18, military training in high school is still cruel. I believe many people have tried this taste. We only stood in the military posture for 20 minutes, and there was a chubby figure. My face is sweaty, my dog is panting ... I told the coach that I needed a rest. The instructor approved the woman next to her to take such a good vacation. After a while, he told the instructor that I couldn't do it. The instructor looked at him and said you were all right. Hang in there, he never gave up and told the instructor that my legs were shaking. The person in front of him was inserted. The instructor asked the man to do 50 push-ups on the side and then told the woman that you were all right. Keep standing in the military posture. One day, the woman was very anxious and shouted, Teacher, I didn't have my period. I have dysmenorrhea today. . . . . . . . We are all speechless. This woman is too strong.

19, my period has arrived, can the safety period be far behind?

20, wages are like a big aunt: once a month, it will be gone in a week or so.

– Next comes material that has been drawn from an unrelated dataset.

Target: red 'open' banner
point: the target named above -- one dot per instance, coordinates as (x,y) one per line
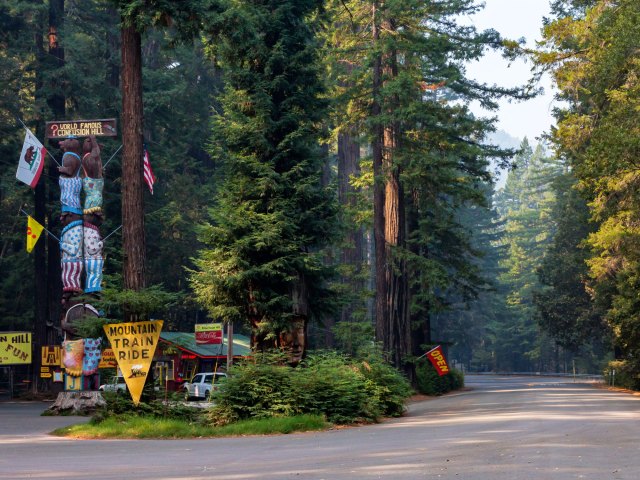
(438,361)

Salary is like menstruation: once pregnant, it's gone.

Wages are like a period: when you reach retirement age, you will soon be gone!

Salary is like a period: you will panic when the time comes!

Salary is like your period: you are often late!

Salary is like your menstrual period: when you save it, you feel it rises, but when it flows out, it hurts. . .

Salary is like your period: only you know how much.